Only person with ‘heartbeat,’ not companies, should vote in Newark elections, council says

The News Journal | by Karl Baker

If you don’t have a heartbeat, you shouldn’t be able to vote in a Newark election, the city council unanimously agreed Monday.

A resolution passed during its meeting aims to limit voting in local referendums to “every natural person” – the latest in a Delaware backlash against limited liability companies participating in the electoral process.

The proposal approved Monday night officially asks the General Assembly for approval to change the city’s governing charter to add a clause.

“What is the definition of a ‘natural person’?” Councilman Jason Lawhorn asked during the debate over the proposal.

“It’s a real person who has got a heartbeat that is not some sort of artificial entity,” Newark’s city solicitor replied.

Lawhorn’s question and the legalistic response highlights a debate that has emerged over the past decade, from the Supreme Court to local Delaware municipalities, over whether corporations should share some of the rights that are given to people.
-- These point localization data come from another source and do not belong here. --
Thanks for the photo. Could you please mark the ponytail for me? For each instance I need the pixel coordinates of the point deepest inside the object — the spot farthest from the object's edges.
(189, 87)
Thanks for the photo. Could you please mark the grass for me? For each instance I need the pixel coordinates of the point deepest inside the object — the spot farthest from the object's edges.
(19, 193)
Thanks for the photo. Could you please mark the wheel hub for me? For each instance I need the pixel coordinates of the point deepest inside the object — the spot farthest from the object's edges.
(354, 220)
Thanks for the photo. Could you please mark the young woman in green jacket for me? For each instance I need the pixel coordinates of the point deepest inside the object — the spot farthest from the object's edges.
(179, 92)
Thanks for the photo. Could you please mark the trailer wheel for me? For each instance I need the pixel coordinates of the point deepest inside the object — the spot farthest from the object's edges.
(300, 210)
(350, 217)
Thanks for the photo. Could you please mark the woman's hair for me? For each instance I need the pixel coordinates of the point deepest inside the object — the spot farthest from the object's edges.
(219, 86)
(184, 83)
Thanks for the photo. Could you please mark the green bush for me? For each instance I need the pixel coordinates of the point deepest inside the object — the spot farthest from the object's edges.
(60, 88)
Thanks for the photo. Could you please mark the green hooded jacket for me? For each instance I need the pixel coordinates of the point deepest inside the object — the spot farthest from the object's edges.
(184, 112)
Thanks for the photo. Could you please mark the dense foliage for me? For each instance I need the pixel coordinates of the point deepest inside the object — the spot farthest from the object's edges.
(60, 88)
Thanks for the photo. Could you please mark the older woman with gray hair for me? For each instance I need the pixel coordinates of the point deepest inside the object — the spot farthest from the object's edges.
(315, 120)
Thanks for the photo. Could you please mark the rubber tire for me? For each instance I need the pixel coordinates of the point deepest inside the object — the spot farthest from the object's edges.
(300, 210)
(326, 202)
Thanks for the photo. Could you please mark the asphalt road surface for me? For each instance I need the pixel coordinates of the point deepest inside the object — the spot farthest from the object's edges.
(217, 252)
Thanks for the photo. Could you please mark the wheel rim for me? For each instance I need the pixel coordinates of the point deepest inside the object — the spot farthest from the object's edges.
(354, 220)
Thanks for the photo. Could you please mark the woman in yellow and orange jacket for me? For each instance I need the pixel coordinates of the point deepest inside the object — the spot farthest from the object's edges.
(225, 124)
In Newark, it is about whether property-owning business entities should be allowed to vote in a local referendum, a specific kind of election that determines whether the city can borrow money.

For council members on Monday, the answer was a resounding, “no.”
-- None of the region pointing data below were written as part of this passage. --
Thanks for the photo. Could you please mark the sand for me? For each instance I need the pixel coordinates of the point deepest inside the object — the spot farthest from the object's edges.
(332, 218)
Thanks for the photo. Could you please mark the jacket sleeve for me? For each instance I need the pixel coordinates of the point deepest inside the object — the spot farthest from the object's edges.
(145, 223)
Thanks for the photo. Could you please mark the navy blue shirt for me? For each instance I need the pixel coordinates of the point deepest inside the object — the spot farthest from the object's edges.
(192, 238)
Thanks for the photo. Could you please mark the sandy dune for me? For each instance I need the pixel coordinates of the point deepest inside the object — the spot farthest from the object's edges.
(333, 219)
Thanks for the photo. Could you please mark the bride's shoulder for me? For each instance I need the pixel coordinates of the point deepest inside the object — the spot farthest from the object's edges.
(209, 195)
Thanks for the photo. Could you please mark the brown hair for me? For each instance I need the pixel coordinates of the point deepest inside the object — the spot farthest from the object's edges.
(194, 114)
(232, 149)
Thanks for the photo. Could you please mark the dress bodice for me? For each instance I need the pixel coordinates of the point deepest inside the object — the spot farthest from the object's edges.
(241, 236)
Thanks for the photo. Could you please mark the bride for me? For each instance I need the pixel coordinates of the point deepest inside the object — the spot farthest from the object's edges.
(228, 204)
While one person, one vote has been ingrained into the collective civic consciousness of the United States, Newark residents learned last summer that it was possible for a city developer to vote dozens of times.

That is because the city employs a peculiar voting system when holding a rare ballot referendum.

It allows non-resident property owners, whether human or business, to vote.

It works like this: Any voter who owns a house within Newark city limits can vote just once. But if that voter transfers the home to a newly-created LLC, they then can vote twice – once as a regular voter and again as a representative of the business.

Critics argue that the result of such a policy – in combination with a recent proliferation of easy-to-form LLCs controlling individual parcels of land – is an election system that gives extra influence to any single owner of multiple properties.

A property manager in control of 31 LLCs, which own 31 parcels of land in the city, can vote 31 times.

A report of that exact circumstance happening last June during a $28 million capital referendum sparked the LLC backlash in Newark.

“This uses affluence … to dilute the votes of registered voters who are actual citizens of Newark,” Amy Roe, an environmentalist and city activist, said at the city council meeting.

31 LLCs, 31 votes

During an October city meeting, Councilwoman Jennifer Wallace proposed that Newark change its governing charter and strip property owners of the ability to vote multiple times.

“I just think it’s fundamentally undemocratic,” she said last year.

The resolution, passed on Monday, follows a similar “one person, one vote” action passed last year by the Rehoboth Beach city council. That proposal’s bill breezed through the General Assembly’s House of Representatives with no opposition and no public concern about damaging businesses.

Speaker of the House Pete Schwartzkopf, who sponsored the bill, referred to it as cleaning up the language in the charter.

“They were having trouble with people owning more than one piece of property in town voting more than once,” he said.

A Senate committee on elections last week passed the Rehoboth Beach bill with support from three of its five members.

At the Newark meeting, John Kowalko, the city’s Democratic representative in the House, said he would propose similar legislation.

“I will be taking a copy of (the resolution) to Leg Hall tomorrow and reading it to the attorneys so that they can create us a bill,” he said.